Ela também contesta a avaliação de que os estudantes adotaram uma postura de “tudo ou nada” nas negociações. Segundo Borges, a principal proposta apresentada pela reitoria foi elevar o valor do Pafpe (Programa de Apoio à Permanência e Formação Estudantil) de R$ 885 para R$ 912.
“Para nós, isso não respondia à realidade dos estudantes. Continuamos falando de um auxílio insuficiente para a sobrevivência em São Paulo”, afirma.
A presidente da UNE argumenta que a USP possui margem orçamentária para ampliar investimentos em permanência estudantil. Ela cita o orçamento anual da universidade, superior a R$ 9 bilhões, e critica a criação da Gace (Gratificação por Atividades Complementares Estratégicas), bônus destinado a docentes.
“O problema não é bonificar professores. O problema é que isso mostra disposição para criar políticas permanentes em uma área, mas não na permanência estudantil.”
Borges também rejeita a acusação de que a greve tenha sido conduzida por grupos externos à USP. Segundo ela, embora entidades estudantis contem com integrantes ligados a partidos e organizações de juventude, as decisões foram tomadas em assembleias abertas e votadas pelos alunos. “É uma falácia dizer que pessoas de fora conduziram a greve.”

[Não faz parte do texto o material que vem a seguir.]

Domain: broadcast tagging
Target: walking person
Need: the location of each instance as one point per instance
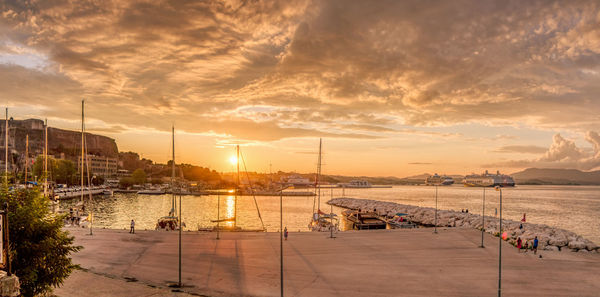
(132, 229)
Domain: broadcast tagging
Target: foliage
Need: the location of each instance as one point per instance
(126, 182)
(39, 247)
(138, 176)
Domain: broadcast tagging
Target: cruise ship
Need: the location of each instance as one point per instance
(356, 184)
(436, 180)
(488, 180)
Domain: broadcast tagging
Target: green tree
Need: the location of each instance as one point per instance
(39, 247)
(126, 182)
(139, 176)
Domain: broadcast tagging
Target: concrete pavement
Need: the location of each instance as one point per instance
(357, 263)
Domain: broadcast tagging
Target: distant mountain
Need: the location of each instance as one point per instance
(557, 176)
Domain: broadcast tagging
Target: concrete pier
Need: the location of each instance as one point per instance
(357, 263)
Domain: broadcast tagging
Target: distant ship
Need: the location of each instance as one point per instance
(356, 184)
(439, 180)
(297, 181)
(488, 180)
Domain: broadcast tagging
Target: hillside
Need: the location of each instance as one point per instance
(556, 176)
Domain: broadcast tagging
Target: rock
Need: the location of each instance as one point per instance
(577, 245)
(549, 238)
(9, 285)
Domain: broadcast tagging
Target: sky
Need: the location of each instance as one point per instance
(394, 88)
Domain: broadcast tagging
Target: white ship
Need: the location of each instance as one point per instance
(436, 180)
(356, 184)
(488, 180)
(297, 181)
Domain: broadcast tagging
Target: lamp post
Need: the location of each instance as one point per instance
(435, 224)
(180, 227)
(500, 248)
(281, 236)
(483, 219)
(218, 213)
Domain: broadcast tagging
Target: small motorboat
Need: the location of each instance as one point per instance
(364, 220)
(400, 220)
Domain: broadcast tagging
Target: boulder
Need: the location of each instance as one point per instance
(577, 245)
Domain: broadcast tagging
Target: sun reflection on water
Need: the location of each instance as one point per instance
(229, 208)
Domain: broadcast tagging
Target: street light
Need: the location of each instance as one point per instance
(500, 247)
(281, 234)
(483, 219)
(218, 212)
(435, 225)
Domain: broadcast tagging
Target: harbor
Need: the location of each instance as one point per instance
(543, 205)
(412, 262)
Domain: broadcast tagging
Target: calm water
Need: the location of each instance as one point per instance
(574, 208)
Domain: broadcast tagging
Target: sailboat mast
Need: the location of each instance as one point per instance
(6, 148)
(318, 177)
(237, 186)
(82, 147)
(46, 158)
(173, 169)
(26, 157)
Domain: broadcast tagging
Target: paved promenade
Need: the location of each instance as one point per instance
(366, 263)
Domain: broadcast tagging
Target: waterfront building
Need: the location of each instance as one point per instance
(100, 166)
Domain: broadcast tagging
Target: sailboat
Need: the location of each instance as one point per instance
(233, 219)
(171, 221)
(321, 221)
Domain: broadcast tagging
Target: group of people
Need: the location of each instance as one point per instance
(73, 218)
(525, 246)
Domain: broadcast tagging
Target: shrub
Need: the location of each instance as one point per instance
(39, 247)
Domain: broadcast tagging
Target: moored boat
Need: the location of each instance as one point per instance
(364, 220)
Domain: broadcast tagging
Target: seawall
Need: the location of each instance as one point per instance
(550, 238)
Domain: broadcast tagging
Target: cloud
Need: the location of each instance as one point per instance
(562, 153)
(328, 68)
(525, 149)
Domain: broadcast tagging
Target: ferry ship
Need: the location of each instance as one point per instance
(356, 184)
(488, 180)
(439, 180)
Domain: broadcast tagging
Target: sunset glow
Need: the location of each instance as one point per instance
(404, 89)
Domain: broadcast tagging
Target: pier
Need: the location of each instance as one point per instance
(409, 262)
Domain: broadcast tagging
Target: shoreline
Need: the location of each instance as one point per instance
(550, 238)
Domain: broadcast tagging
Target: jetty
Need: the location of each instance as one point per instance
(550, 238)
(413, 262)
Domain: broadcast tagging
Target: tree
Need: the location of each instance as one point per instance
(39, 247)
(126, 182)
(139, 176)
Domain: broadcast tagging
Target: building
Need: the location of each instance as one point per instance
(100, 166)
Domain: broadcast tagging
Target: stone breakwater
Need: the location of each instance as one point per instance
(549, 238)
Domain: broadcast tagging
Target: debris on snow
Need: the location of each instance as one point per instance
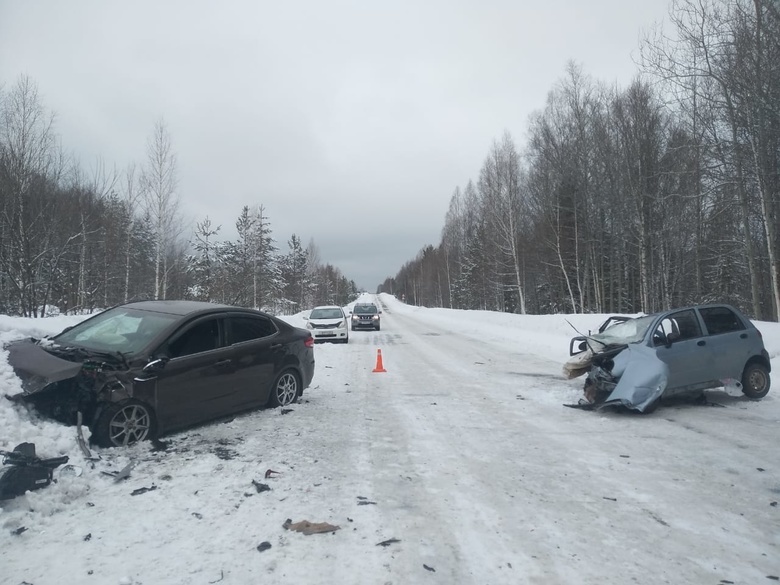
(306, 527)
(140, 491)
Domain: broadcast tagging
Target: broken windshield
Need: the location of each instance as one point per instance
(120, 329)
(630, 331)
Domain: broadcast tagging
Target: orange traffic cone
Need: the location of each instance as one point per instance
(379, 367)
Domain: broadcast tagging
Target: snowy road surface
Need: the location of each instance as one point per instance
(461, 450)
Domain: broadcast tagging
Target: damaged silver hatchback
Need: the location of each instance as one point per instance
(635, 362)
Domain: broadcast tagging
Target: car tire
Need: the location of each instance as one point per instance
(125, 423)
(755, 380)
(285, 389)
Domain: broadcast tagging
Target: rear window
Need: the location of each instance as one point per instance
(721, 320)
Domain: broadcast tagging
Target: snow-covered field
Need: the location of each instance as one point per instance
(458, 465)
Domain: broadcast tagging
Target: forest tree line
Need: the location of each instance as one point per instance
(662, 194)
(74, 242)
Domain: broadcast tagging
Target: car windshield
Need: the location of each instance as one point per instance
(329, 313)
(630, 331)
(120, 329)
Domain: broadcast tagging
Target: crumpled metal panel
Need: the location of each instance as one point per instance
(642, 378)
(37, 368)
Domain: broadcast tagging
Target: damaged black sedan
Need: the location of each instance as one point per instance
(141, 370)
(636, 362)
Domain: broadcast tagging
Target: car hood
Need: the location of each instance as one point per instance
(37, 368)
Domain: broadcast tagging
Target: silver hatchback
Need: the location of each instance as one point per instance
(635, 362)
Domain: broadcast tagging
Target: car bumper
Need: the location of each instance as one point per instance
(329, 334)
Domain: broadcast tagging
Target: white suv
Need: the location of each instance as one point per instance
(328, 323)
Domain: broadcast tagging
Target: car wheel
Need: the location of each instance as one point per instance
(125, 423)
(755, 380)
(285, 389)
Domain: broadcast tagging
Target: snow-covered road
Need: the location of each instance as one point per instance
(461, 450)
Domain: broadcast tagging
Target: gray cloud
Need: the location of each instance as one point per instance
(352, 122)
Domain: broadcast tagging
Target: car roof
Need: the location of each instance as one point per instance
(179, 307)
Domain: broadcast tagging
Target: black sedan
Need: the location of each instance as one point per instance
(144, 369)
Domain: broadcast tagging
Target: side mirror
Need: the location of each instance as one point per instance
(155, 365)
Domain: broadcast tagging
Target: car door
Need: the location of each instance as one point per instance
(688, 355)
(729, 341)
(258, 355)
(196, 383)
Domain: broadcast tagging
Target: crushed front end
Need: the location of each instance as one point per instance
(60, 382)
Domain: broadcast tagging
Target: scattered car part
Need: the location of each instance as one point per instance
(27, 471)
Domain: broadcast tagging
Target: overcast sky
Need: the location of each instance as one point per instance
(351, 122)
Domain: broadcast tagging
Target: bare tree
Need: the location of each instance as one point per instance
(159, 182)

Ela ainda discorda da crítica do reitor às pautas relacionadas ao fim da escala 6×1 e ao conflito entre Israel e Palestina. Segundo a dirigente, os temas dialogam com a realidade dos estudantes e com debates que já vinham sendo travados dentro da universidade.
FIM DA GREVE
Apesar das divergências, a assembleia geral dos estudantes decidiu na segunda-feira recomendar o encerramento da greve por 323 votos a 255.
Borges afirma que a decisão reflete o desgaste de um movimento que se estendeu por quase dois meses, mas sustenta que as principais reivindicações permaneceram sem solução.
“Não tivemos avanço nas pautas centrais. Seguimos sem aumento significativo da bolsa permanência, sem respostas sobre os bandejões e sem melhorias concretas para as moradias estudantis.”
Segundo ela, houve conquistas pontuais, como a retirada de uma minuta que alteraria regras para espaços administrados por entidades estudantis, a criação de linhas gratuitas de ônibus dentro da Cidade Universitária e entre os campus da capital, além do atendimento de demandas específicas de algumas unidades.
A dirigente afirma ainda que a greve terminou sem que a reitoria assumisse compromisso formal de não punir alunos que participaram da paralisação.
“Os estudantes decidiram encerrar a greve, mas a mobilização continua. O fim da paralisação não significa que os problemas que a provocaram foram resolvidos”, diz.